Chancellor Jeremy Hunt unveiled something for everyone in this year’s Autumn Statement, with cuts to taxes and proposals to make investing for your long-term goals simpler and easier. Here’s our take on the key things you need to know.

What’s happening to ISAs?

In a bid to simplify individual savings accounts (ISAs) and provide more choice for investors, the chancellor announced a number of changes from April 2024.

In one of the biggest ISA shake-ups seen in years, ISA holders will now be able to pay into multiple ISAs of the same type in the same tax year, so long as they stay within the annual ISA allowance limit1. The annual ISA limit will remain at £20,000 in the 2024-25 tax year.

Investors will also be able to make partial transfers between ISA providers. This means you could move your ISA to another provider part way through the tax year, should you want to.

Meanwhile, the chancellor announced plans to allow investors to buy certain fractional shares within their ISAs.  This relates to shares bought and sold on a stock exchange and not exchange-traded funds (ETFs) and mutual fund units, which are already allowed in ISAs2

Were there any changes to pensions?

The chancellor also announced the government would consult on a so-called pension ‘pot for life’.

This would give savers the right to ask a new employer to make contributions to an existing pension scheme when they change jobs, should they wish.
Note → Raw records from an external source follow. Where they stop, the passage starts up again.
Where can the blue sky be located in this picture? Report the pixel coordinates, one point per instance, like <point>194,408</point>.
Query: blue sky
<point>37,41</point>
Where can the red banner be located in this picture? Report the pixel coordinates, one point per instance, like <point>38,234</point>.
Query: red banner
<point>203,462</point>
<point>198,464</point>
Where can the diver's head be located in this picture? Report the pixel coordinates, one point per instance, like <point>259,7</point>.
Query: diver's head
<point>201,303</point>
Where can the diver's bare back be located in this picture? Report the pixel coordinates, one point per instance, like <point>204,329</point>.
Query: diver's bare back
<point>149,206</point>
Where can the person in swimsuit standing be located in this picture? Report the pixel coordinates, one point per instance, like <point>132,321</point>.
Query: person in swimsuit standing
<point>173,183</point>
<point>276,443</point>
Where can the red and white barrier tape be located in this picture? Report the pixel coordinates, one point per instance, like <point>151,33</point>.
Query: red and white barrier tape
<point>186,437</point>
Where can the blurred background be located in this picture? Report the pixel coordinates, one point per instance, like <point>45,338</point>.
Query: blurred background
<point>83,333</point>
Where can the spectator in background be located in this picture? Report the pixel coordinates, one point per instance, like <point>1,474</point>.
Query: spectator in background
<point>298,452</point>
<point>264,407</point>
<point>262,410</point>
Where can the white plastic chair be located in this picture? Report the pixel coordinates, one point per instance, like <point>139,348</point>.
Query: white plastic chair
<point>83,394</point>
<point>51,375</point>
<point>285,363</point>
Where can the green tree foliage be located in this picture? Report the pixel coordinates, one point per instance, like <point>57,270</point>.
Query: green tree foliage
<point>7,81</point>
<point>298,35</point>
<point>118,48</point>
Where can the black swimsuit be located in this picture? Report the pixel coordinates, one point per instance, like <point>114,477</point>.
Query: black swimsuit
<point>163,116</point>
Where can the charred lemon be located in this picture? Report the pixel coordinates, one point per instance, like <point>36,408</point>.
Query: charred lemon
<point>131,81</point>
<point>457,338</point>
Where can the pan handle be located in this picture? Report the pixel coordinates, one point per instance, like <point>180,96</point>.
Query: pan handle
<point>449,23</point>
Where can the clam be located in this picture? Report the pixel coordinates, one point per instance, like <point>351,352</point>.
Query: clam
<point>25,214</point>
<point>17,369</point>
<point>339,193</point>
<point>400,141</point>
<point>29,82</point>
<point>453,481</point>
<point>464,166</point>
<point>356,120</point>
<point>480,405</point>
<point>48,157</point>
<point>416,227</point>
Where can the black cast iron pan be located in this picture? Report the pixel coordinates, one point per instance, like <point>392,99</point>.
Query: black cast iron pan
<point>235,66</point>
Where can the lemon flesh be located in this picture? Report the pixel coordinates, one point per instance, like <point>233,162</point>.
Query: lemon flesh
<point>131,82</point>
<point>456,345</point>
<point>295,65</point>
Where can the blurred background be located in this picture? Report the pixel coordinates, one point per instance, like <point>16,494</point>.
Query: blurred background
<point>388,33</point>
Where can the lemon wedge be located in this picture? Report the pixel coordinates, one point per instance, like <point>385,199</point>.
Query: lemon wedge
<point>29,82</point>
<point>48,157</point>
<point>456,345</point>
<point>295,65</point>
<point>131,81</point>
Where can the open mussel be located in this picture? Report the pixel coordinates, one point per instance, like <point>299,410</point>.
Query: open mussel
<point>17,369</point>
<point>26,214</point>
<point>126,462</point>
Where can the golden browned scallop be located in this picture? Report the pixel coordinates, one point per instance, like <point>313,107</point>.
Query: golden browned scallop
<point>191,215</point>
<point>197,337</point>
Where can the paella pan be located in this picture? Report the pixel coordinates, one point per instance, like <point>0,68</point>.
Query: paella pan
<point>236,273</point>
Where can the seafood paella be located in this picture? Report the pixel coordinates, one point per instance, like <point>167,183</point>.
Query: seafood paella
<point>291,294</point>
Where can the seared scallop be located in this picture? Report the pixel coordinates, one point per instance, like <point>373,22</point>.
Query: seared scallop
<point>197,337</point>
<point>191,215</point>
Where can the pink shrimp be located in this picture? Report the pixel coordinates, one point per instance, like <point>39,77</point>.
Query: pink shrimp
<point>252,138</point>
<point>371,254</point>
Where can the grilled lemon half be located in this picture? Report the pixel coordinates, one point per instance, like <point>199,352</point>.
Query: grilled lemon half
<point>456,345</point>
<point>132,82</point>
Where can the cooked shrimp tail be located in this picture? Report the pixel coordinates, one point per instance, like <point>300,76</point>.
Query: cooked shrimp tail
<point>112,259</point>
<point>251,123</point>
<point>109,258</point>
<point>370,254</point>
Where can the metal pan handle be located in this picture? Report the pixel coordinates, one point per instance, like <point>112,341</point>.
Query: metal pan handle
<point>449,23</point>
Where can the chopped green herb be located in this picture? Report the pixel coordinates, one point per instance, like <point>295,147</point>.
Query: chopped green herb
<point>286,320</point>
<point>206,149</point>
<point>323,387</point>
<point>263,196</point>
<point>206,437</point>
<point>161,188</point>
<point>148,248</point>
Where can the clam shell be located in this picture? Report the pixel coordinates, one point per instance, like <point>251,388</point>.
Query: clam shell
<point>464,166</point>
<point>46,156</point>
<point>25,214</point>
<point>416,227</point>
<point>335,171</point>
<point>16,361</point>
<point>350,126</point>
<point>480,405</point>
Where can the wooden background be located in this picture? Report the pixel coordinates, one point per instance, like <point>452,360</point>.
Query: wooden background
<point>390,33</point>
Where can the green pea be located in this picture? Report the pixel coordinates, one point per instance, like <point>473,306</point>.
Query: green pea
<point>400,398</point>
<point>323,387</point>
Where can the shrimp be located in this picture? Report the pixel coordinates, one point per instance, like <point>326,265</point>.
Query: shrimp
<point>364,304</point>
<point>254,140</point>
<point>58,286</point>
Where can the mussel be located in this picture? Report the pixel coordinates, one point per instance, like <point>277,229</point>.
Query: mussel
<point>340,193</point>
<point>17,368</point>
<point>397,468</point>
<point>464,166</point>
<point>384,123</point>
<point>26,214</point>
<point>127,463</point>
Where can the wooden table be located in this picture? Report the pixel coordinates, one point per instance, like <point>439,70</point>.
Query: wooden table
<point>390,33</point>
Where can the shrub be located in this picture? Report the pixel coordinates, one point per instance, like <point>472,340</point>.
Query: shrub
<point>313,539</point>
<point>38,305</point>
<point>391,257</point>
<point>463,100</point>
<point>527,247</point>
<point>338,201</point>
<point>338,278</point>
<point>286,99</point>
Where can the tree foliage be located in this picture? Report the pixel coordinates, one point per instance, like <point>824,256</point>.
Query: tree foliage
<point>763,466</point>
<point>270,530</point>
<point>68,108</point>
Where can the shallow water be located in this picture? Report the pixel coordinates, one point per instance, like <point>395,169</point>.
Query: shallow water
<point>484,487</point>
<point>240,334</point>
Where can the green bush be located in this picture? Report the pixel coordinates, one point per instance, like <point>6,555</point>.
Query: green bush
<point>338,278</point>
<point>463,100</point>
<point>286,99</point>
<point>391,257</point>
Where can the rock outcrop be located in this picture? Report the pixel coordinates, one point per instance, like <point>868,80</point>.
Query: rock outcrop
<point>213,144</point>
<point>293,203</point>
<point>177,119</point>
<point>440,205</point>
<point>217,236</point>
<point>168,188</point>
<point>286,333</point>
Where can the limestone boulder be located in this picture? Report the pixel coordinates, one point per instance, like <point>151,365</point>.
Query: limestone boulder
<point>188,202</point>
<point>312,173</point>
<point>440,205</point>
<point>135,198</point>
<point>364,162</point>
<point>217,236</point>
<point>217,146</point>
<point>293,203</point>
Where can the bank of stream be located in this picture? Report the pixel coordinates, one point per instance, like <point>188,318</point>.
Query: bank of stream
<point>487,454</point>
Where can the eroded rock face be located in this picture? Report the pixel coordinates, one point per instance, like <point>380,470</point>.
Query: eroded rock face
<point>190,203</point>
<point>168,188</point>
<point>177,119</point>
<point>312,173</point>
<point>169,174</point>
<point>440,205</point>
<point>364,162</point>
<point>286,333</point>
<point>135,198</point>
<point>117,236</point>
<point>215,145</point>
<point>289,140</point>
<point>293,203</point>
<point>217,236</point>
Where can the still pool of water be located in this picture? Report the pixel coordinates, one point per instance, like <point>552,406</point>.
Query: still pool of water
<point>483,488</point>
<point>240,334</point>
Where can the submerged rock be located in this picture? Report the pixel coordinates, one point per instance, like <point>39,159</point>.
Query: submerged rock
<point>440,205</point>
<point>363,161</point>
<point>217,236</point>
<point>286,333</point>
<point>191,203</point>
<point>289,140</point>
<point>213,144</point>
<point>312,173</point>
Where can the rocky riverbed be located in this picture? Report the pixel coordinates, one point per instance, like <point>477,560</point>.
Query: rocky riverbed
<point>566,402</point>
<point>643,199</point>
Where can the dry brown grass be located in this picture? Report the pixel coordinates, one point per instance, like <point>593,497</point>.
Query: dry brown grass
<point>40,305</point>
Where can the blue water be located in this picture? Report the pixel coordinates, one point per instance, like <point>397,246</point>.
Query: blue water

It would give individuals greater control over their pensions and tackle the problem of people building up multiple small pots over their working lives.

While people currently have the option to switch their pots when they get a new job, or combine all of them into one pension plan, such as a self-invested personal pension (SIPP), many people lose track of them or may be paying over the odds in fees for older pensions.

For more on tracking down forgotten pensions, read our guide on how to track down a lost pension pot.

The chancellor also pledged to raise the state pension2 in line with average earnings growth of 8.5%, meaning the new state pension will be worth up to £900 more a year.

Meanwhile, the removal of the pensions lifetime allowance, which was announced in the spring Budget, has been confirmed for April 2024.

The lifetime allowance, which currently stands at £1,073,100, is a limit on how much you can build up in pensions in total over your lifetime. The tax charges for going over the lifetime allowance were abolished on 6 April 2023.

Under current rules, 25% of anything held in a pension can be withdrawn tax free. But from April 2024, there will be a limit to the 25% tax-free cash – also known as Pensions Commencement Lump Sums - of £268,275.

And what about tax cuts?

The chancellor announced that the main rate of employee national insurance contributions (NICs) will be cut from 12% to 10% from 6 January next year.

This will provide a tax cut for 27m working people, with the average worker on £35,400 receiving a tax cut in 2024-25 of over £4503.

For self-employed workers, the chancellor also revealed a cut in Class 4 self-employed NICs from 9% to 8%, from April 2024. To make the current NICs system simpler for the self-employed, Class 2 self-employed NICs (on profits above £12,570) have also been abolished.

While the cuts are welcome news for workers, the overall tax burden is still rising (partly because income-tax thresholds have been frozen which can pull more people into paying taxes at a higher rate).

It is therefore important to consider taking advantage of tax-efficient ISAs and pensions (such as SIPPs) where appropriate. The cuts to employee NICs will come in time for the end of the tax year on April 5 next year, which is the deadline to invest this year’s ISA and/or pensions allowance to shelter your investments from income or capital-gains tax (CGT).


Notes: All data and examples in this article are sourced from Autumn Statement, HM Treasury, November 2023 and reflect information available at the time of publication.

1 Annual Limits – The government is freezing the limits for Individual Savings Account (£20,000) and Junior Individual Savings Account (£9,000) at their current levels for 2024-25. Section 5.46, Autumn Statement 2023.

2 Vanguard’s ETFs can only be held in whole units and our mutual funds are not listed.

3 This includes the basic State Pension, new State Pension and Pension Credit standard minimum guarantee.

4 HM Revenue & Customs analysis of Nics liabilities. Section 3.7, Autumn Statement, November 2023.